In Turkey, the Law on Land Development Planning and Control 1985 guarantees that geological studies must be conducted before construction permits are issued. Areas with high seismic risks are excluded from development.
Mainstreaming disaster risk reduction in zoning laws also reduces risks by adopting preventative measures. The appropriate zoning regulations can address the problem of development in flood zones and restrict the growth of precarious settlements. Buenos Aires, the capital city of Argentina, has zoning laws that promote that regulates settlements in areas prone to flooding.
Sound Legislative Framework is not sufficient to solve the problem
While the importance of a legislative framework for disaster risk reduction is a first step in addressing urban disasters, its presence does not necessarily suggest that urban disaster risk reduction will be successful. Lack of enforcement is the main hurdle for the success of risk reduction efforts.
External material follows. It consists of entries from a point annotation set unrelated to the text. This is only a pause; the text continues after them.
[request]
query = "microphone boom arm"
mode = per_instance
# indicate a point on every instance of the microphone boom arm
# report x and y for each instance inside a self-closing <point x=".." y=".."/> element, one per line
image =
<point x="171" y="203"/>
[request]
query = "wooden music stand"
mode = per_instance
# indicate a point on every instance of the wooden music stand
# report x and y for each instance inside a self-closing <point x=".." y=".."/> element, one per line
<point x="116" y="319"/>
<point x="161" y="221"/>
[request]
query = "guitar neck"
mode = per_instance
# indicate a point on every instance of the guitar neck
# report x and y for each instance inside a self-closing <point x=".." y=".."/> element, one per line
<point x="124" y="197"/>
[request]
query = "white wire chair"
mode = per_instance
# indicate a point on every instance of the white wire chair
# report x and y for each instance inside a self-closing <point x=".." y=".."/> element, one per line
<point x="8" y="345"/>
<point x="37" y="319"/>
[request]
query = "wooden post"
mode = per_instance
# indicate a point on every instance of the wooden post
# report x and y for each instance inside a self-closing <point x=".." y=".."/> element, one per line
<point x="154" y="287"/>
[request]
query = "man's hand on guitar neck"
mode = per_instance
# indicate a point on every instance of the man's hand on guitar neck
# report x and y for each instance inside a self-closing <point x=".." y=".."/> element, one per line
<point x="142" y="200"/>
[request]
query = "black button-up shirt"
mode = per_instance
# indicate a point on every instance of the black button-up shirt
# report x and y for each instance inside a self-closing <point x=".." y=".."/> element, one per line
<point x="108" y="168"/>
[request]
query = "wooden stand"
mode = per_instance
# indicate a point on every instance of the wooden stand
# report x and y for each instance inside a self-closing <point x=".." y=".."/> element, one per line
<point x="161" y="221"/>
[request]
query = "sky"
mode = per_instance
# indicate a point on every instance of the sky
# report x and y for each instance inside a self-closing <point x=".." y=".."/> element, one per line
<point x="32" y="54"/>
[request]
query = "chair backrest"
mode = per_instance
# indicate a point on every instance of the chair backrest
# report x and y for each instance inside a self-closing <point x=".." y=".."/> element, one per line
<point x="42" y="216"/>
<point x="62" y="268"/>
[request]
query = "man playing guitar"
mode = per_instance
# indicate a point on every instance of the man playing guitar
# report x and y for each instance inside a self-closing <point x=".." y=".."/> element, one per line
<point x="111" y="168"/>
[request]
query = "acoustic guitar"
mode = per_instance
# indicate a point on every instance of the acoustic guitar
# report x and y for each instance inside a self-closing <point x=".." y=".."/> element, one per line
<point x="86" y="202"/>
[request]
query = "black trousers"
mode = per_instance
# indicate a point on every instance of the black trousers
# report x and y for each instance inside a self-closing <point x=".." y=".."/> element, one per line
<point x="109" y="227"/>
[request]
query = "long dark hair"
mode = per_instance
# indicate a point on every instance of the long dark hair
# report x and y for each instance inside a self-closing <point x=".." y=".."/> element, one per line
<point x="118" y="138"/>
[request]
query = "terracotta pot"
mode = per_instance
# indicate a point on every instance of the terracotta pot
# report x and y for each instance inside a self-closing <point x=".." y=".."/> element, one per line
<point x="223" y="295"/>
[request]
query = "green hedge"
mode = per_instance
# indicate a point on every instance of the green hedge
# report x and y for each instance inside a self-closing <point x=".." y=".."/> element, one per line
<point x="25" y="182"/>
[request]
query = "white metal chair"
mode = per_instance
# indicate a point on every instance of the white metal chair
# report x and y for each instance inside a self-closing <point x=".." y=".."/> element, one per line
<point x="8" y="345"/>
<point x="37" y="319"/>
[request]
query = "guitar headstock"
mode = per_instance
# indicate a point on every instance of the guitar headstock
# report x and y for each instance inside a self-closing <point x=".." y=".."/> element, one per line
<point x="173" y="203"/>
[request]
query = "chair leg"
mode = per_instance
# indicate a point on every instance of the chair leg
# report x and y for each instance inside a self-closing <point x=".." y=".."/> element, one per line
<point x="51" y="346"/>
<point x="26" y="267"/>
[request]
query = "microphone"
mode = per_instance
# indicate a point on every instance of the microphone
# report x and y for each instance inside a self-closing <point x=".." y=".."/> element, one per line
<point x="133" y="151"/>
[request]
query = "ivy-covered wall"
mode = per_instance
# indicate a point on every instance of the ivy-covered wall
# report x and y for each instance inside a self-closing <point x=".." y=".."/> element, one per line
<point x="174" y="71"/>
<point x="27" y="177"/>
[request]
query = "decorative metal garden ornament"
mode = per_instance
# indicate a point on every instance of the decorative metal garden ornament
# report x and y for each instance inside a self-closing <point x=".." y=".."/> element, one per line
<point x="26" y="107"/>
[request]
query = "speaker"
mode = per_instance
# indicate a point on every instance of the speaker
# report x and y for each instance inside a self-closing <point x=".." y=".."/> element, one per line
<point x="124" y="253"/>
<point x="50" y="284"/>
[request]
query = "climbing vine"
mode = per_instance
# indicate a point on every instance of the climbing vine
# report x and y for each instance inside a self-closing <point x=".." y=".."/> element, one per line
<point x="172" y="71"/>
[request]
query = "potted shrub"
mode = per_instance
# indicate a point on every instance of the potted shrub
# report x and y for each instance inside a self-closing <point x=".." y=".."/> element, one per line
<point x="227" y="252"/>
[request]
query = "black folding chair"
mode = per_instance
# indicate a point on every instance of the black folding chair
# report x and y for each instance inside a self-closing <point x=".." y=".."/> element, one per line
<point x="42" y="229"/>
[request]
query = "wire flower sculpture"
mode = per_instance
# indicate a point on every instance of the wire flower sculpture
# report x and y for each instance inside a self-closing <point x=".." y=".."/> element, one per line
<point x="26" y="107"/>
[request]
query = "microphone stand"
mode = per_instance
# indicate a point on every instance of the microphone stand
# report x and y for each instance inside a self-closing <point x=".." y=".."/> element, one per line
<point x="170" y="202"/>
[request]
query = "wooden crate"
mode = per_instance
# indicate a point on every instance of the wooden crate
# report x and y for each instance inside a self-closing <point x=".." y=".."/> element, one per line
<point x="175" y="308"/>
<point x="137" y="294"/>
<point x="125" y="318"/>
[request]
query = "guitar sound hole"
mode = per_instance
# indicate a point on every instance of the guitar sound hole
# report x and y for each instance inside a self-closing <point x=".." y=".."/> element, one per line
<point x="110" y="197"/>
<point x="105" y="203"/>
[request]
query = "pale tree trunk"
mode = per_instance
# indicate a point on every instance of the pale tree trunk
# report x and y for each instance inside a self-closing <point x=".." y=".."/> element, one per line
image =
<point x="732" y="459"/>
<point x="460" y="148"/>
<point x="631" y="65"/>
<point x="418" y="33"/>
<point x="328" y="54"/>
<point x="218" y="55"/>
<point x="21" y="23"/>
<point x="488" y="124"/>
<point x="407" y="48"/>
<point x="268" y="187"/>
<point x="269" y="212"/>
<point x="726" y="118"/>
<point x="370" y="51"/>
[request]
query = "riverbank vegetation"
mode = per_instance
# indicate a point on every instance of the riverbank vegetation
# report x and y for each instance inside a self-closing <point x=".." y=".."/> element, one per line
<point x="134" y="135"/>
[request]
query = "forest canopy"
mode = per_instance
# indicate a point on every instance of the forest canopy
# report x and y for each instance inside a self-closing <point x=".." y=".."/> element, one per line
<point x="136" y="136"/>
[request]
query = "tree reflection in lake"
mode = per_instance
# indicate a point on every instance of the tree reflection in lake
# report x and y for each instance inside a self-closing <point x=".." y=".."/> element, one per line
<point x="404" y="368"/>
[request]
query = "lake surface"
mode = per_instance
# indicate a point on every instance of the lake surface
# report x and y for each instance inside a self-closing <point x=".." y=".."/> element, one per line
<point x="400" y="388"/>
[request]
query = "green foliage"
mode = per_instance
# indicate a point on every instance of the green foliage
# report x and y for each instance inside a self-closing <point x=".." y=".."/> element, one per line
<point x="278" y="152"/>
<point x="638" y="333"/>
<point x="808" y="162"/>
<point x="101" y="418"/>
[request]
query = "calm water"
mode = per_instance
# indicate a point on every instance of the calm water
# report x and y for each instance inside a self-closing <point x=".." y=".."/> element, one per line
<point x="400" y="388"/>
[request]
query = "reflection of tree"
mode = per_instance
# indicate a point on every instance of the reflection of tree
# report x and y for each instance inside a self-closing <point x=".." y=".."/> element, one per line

Additionally, there can be instances where a legislation may be defective; for example, when the laws do not have expressed regulatory powers or if the laws are outdated. An example is the revised Development Law of Turkey, which did not address where hazardous facilities should be located. When this happens, a city may be faced with the prospect of having potentially dangerous facilities such as gas stations and chemical factories located in commercial and residential areas. The death toll from the aforementioned 2015 gas station explosion in Accra, Ghana was extremely high because many persons were exposed to a potentially dangerous facility that was located in a busy commercial and residential area.
The presence of a legislative framework may also have unintended consequences. For example, a regulation may endeavour to remove informal and precarious settlements with the aim of transforming slum communities into modern areas. This may force the already marginalised populations in those areas to be relocated to areas far away from their livelihood activities.
The eviction of and subsequent forced migration of marginalised people further away from their livelihood opportunities in compliance with a legal framework will make them more vulnerable, as their previous homes were selected based on its proximity to their economic activities.
Another factor that may affect urban risk reduction efforts even with the presence of legislative framework is the lack of adequate financing. Many governments, cities, communities and individuals must balance their development objectives with their disaster risk reduction considerations. In some countries, disaster risk reduction is recognised as an important part of development but is not given a high priority as scarce resources are likely to be allocated to other needs.
Societies tend to live side by side with hazards. The issue of whether or not a hazard will become a disaster depends largely on the actions of governments, communities, municipalities and individuals. The choices made at these different levels will influence the reduction of risks. A sound Legislative framework is an important medium through which national, regional or municipal governments can influence the choices made for risk reduction as it allows urban areas to localise their responses to hazards. Furthermore, municipal authorities can use regulations and policies to identify the risk accumulation processes, establish rapports with all appropriate stakeholders, and intensify support to organisations responsible for disaster risk. But for disaster risk reduction to be successful, the sound legislative framework must be backed-up with appropriate enforcement mechanisms.